Minutes before the start of the ceremony, everyone had passed through the Carpet and filtered into the Theatre—everyone except for one last celebrity—a surprise guest. Indeed, it was Lady Gaga. Decked out in pink, she strutted down the Carpet in a way that only she could, acknowledging the screaming crowd only once, to blow a kiss. And then she was gone.
The ceremony was starting and we were still in our seats. Fans were being escorted into the historic El Capitan Theatre, directly across the street, to watch the ceremony on the big screen. We were filing off the bleachers by section and Stephanie and I were in the last section. By the time we made it into the theatre, we had missed the first 20 minutes of the show (luckily, I had remembered to DVR the ceremony and we watched what we had missed once we got back to New York). A buffet dinner was set up for us, as well as complimentary popcorn and drinks. We ate while we watched.

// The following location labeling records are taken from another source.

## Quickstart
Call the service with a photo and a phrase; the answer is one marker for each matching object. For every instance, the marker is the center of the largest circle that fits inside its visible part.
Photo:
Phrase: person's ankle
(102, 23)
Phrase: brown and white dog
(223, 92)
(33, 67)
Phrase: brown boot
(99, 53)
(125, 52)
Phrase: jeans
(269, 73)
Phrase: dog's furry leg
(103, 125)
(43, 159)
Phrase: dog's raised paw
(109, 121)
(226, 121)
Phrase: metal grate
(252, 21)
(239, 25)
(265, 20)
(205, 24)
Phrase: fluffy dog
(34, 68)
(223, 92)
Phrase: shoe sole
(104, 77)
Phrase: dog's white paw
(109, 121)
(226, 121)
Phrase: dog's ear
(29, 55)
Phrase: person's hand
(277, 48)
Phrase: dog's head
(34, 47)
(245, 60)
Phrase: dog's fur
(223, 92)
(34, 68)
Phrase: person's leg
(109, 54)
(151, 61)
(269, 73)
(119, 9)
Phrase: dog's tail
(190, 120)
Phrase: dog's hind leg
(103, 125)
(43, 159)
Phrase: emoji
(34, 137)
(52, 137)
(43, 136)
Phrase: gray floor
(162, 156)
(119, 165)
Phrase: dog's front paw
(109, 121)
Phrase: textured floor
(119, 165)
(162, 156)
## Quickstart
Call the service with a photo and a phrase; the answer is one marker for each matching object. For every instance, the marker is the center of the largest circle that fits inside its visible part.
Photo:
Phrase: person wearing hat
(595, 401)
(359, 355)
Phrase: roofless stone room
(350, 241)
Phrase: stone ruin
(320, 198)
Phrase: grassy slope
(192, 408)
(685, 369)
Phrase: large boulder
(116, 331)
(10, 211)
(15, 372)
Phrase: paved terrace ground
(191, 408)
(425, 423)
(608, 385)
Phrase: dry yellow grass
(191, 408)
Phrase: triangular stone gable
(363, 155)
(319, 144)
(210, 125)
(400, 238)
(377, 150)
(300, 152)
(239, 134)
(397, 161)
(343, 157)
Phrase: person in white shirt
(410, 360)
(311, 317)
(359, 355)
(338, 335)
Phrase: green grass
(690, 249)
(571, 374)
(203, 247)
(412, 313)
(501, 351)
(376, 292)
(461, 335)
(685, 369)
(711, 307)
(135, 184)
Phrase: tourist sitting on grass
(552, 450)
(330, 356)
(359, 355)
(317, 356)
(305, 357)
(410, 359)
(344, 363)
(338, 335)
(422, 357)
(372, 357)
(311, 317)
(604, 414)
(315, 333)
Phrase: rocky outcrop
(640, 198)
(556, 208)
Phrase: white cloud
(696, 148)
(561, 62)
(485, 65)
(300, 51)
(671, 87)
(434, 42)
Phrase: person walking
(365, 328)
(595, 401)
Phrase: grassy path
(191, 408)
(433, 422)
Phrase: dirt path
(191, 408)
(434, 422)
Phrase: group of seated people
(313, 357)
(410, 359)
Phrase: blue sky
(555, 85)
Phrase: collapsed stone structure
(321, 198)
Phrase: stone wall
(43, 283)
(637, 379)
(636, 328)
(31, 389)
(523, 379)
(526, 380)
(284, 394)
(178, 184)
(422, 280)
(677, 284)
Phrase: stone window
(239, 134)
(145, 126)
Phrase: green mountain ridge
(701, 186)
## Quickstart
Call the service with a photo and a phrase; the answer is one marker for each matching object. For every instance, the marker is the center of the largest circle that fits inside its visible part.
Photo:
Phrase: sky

Overall, I enjoyed the show and was particularly pleased to have correctly predicted 21 out of 24 winners—an all-time personal best. I’m even more thrilled to have been the only person I know (industry press included) who correctly predicted that American Hustle would be completely shut out of all 10 of its categories for which it was nominated. (Such a shutout has happened a couple of times in Oscar history, but it’s extremely rare.)